I’m off on my travels again – another photographic trip with Light and Land, this time to Myanmar (formerly Burma).

Having recently downloaded a copy of Canned Heat’s Greatest Hits I was tempted to call this blog “On the Road Again”, but that’s not correct for this trip. It appears that outside the main centres Myanmar’s roads are pretty non-existent (despite managing to host a very good Top Gear special a few years ago), and most of the medium as well as long-range travel on this trip will be by air, hence the title. However we’ve not got off to the best of starts, and I’m hoping that’s not an omen…

Things start on Tuesday, the day before travel, when I received a flurry of emails late in the morning explaining that my outbound flight to Bangkok is being rescheduled by 3 hours, and as a result I’d be on a rather later connecting flight to Yangon (formerly the Burmese capital of Rangoon). That isn’t too much of a trial, as Frances is able to re-arrange to accommodate the later drop-off, and it means that we avoid rush hour on the M25. As a result we have an easy trip to the airport and arrived in plenty of time. At check-in I meet Julia, who was also on the Bhutan trip, and it is no great hardship having a natter and looking at photos over lunch. Unfortunately when we get to the gate, things started to look a bit more problematic, and it becomes clear that there are going to be further delays. We finally get away about an hour and a quarter later than the rescheduled time.

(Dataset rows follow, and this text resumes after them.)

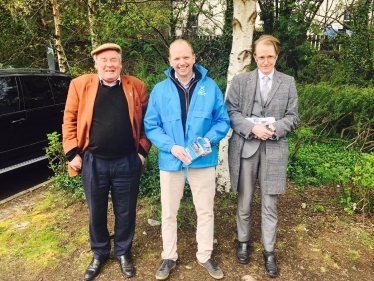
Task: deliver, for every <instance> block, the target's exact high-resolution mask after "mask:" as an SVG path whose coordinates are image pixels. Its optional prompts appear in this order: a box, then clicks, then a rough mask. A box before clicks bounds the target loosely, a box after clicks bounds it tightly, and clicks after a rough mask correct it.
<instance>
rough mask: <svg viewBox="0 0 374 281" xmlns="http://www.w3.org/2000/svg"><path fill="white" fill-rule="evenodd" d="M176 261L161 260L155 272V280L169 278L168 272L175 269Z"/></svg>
mask: <svg viewBox="0 0 374 281" xmlns="http://www.w3.org/2000/svg"><path fill="white" fill-rule="evenodd" d="M175 264H176V261H173V260H162V263H161V265H160V267H159V268H158V269H157V271H156V279H157V280H165V279H166V278H168V277H169V274H170V270H172V269H173V268H174V267H175Z"/></svg>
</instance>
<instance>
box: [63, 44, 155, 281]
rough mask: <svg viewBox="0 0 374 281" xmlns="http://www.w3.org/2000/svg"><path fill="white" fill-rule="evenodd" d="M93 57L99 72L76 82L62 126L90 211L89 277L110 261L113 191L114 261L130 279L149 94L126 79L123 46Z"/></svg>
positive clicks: (142, 165) (67, 154)
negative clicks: (89, 256) (110, 201)
mask: <svg viewBox="0 0 374 281" xmlns="http://www.w3.org/2000/svg"><path fill="white" fill-rule="evenodd" d="M91 56H92V57H93V59H94V61H95V68H96V69H97V71H98V74H85V75H82V76H80V77H78V78H75V79H73V80H72V82H71V83H70V88H69V92H68V97H67V101H66V107H65V112H64V124H63V125H62V133H63V147H64V151H65V153H66V158H67V160H68V161H69V174H70V176H75V175H78V174H79V173H81V176H82V184H83V189H84V193H85V195H86V201H87V205H88V208H89V211H90V223H89V232H90V243H91V250H92V251H93V254H94V255H93V258H92V261H91V263H90V264H89V266H88V268H87V270H86V272H85V274H84V279H85V280H93V279H94V278H95V277H96V276H97V275H98V274H99V273H100V269H101V267H102V265H103V264H104V263H105V262H106V261H107V259H108V258H109V254H110V251H111V244H110V236H109V232H108V228H107V212H108V195H109V192H110V193H111V200H112V203H113V211H114V215H115V225H114V232H115V233H114V257H115V259H117V260H118V261H119V264H120V268H121V271H122V274H123V275H124V276H125V277H128V278H129V277H132V276H134V274H135V270H134V266H133V263H132V257H131V246H132V239H133V237H134V233H135V213H136V202H137V197H138V193H139V181H140V173H141V171H142V170H143V164H144V159H145V157H146V156H147V153H148V151H149V149H150V147H151V143H150V142H149V141H148V139H147V137H146V136H145V133H144V127H143V117H144V115H145V111H146V108H147V104H148V96H147V92H146V88H145V84H144V83H143V82H142V81H140V80H139V79H137V78H135V77H132V76H125V75H121V69H122V62H121V47H120V46H118V45H117V44H113V43H106V44H103V45H101V46H99V47H97V48H96V49H95V50H93V51H92V52H91Z"/></svg>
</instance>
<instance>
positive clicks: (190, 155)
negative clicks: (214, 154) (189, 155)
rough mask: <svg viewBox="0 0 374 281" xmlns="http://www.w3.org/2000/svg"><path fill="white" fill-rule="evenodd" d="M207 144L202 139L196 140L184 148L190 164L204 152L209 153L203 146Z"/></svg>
mask: <svg viewBox="0 0 374 281" xmlns="http://www.w3.org/2000/svg"><path fill="white" fill-rule="evenodd" d="M206 143H207V142H206V141H205V139H203V138H198V139H197V140H196V141H194V142H193V143H191V144H190V145H188V146H187V147H185V148H184V150H185V151H186V152H187V153H188V155H190V157H191V162H192V161H194V160H195V159H197V158H199V157H200V156H201V155H202V154H203V153H204V152H205V151H210V147H206V146H204V144H206Z"/></svg>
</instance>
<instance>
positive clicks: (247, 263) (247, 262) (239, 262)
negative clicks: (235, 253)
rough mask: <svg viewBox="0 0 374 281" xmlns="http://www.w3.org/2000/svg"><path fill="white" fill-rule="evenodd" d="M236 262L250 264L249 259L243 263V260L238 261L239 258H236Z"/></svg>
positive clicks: (245, 263) (240, 263)
mask: <svg viewBox="0 0 374 281" xmlns="http://www.w3.org/2000/svg"><path fill="white" fill-rule="evenodd" d="M236 261H237V262H238V263H240V264H248V263H249V258H248V259H247V260H245V261H241V260H239V259H238V257H236Z"/></svg>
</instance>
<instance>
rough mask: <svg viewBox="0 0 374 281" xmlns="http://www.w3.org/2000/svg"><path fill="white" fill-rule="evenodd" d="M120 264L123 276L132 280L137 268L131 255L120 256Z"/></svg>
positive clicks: (119, 263)
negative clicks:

The flight is smooth and uneventful, apart from sleep being impossible due to the old lady next to me listening to the entertainment that I could hear her film soundtrack from her headphones, with mine on (and I’m quite deaf)!

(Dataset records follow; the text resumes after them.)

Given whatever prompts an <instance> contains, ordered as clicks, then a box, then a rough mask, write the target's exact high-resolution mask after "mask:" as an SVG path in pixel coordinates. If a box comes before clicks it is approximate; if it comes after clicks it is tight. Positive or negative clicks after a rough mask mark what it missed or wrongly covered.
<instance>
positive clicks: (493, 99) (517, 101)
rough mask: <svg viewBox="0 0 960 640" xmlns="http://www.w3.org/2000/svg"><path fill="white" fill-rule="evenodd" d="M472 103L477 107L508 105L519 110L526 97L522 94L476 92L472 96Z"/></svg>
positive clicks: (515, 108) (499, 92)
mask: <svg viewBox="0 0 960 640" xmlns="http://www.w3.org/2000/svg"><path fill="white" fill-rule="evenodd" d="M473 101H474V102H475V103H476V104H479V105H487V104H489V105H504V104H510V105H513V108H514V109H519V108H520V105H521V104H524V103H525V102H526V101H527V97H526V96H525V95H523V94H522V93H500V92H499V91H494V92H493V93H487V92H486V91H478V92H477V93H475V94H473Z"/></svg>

The process for dealing with a delayed, full A380 at Bangkok airport is a number of Thai Airways employees scattered throughout the terminal, each with routing instructions and meal vouchers for a subset of the passengers. I am beginning to wonder how this can work, when the second person I ask for directions turns out to have my name on her list, and my lunch voucher. Impressive, or just good luck??

The flight to Yangon is rostered onto an airbus A330, capacity over 300, despite the fact that there are only a handful of passengers who only just outnumber the crew. Loading takes about 5 minutes, and is complete a good quarter of an hour before departure time. However that doesn’t stop departure being delayed by a further 25 minutes, for no reason which was ever explained to us. I’ve come to the conclusion that Thai Airways regard the clock as a broad guideline rather than anything more. Oh well, if you can’t face these things with reasonable equanimity you shouldn’t be doing international travel…

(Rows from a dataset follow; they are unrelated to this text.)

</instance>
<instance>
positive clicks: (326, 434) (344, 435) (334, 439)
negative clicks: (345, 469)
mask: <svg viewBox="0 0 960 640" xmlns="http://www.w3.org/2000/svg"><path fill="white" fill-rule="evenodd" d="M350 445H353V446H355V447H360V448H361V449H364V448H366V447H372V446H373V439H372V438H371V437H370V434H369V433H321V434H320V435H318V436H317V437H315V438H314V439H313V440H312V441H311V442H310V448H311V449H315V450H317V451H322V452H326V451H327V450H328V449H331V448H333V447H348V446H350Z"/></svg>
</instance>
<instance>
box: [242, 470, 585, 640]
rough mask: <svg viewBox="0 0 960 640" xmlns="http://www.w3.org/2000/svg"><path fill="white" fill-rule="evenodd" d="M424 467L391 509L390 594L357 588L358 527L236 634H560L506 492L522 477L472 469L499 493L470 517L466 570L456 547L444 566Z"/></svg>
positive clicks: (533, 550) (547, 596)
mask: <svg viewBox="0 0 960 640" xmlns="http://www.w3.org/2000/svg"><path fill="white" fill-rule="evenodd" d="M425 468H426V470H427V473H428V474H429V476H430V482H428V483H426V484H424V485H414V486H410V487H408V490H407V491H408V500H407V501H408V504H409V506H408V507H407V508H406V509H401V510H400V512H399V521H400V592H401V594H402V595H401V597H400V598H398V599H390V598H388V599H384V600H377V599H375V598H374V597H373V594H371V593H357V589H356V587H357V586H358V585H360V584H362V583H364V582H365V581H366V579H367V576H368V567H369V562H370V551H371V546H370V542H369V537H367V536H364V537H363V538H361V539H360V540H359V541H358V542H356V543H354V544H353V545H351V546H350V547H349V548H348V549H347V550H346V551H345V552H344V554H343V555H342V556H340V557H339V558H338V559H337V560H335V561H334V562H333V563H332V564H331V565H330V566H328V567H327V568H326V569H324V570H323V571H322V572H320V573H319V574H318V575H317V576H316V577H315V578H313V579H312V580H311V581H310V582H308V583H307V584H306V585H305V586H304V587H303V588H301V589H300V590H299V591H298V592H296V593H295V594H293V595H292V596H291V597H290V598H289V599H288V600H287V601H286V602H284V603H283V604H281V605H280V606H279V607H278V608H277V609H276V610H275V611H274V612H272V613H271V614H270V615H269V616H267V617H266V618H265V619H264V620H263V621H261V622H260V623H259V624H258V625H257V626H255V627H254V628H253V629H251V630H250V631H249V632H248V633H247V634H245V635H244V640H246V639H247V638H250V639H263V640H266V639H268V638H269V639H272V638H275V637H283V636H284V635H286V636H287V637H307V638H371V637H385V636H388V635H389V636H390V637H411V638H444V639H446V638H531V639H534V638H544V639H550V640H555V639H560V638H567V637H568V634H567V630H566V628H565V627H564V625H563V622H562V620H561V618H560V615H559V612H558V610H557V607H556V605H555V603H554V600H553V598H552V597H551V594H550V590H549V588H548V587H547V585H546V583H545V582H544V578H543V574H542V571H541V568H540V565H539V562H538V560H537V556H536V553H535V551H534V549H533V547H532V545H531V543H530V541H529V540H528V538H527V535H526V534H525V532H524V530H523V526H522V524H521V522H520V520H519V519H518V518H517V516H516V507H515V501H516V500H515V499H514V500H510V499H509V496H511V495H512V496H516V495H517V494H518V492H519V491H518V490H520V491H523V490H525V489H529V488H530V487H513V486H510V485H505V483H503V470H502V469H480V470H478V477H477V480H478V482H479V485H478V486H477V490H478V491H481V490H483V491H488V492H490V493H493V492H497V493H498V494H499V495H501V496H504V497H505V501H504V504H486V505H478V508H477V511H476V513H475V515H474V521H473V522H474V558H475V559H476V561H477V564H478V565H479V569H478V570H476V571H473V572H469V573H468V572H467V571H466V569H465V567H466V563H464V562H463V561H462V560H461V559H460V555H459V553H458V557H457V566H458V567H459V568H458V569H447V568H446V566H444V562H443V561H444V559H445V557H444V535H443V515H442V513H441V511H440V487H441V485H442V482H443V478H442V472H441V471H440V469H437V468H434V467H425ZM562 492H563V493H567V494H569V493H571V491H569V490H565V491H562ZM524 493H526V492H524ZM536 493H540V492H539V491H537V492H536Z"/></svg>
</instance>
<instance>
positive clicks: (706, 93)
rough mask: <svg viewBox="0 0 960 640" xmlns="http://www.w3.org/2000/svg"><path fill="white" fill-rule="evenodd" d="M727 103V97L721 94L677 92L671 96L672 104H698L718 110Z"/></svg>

Arrival in Myanmar was straightforward, and it was good to meet up with the rest of the group, and particularly Clive Minnit and Phil Malpas, the group leaders. This will be the third of Clive and Phil’s trips I’ve been on, and I have great expectations based on the previous ones. It takes a while to get across Yangon – it’s a busy city of a similar size and population to London, and there’s a fair amount of traffic at rush hour – but it was noticeably different from the mania often portrayed of this part of the world, and which I experienced in reality in Kathmandu. There’s none of the milling bikes, mopeds and overcrowded buses. Yangon seems to be “London busy” rather than “Asian busy”, if that makes sense. It will be interesting to see how Mandalay compares.

We only have about half an hour to unpack the cameras before setting out again, and I’m starting to feel somewhat ragged, but that all evaporates when we got to the Shwedagon Pagoda. This is actually a “pagoda complex” over several acres, where the huge central golden pagoda has been progressively surrounded by hundreds of other pagodas, temples and shrines. We arrive just as the sun was starting to paint these fascinating structures in late afternoon light, and stay until an hour after sunset, by which time everything is artificially lit. The enormous difference from Bhutan is that the Burmese don’t mind you photographing inside the temples, and you’re free to photograph them as well as long as you don’t actually disturb someone’s meditation. Talk about a “target rich environment”!

I’m slightly stunned by the wealth of visual information, and not quite sure where to start, so these two images are just a taster. More tomorrow!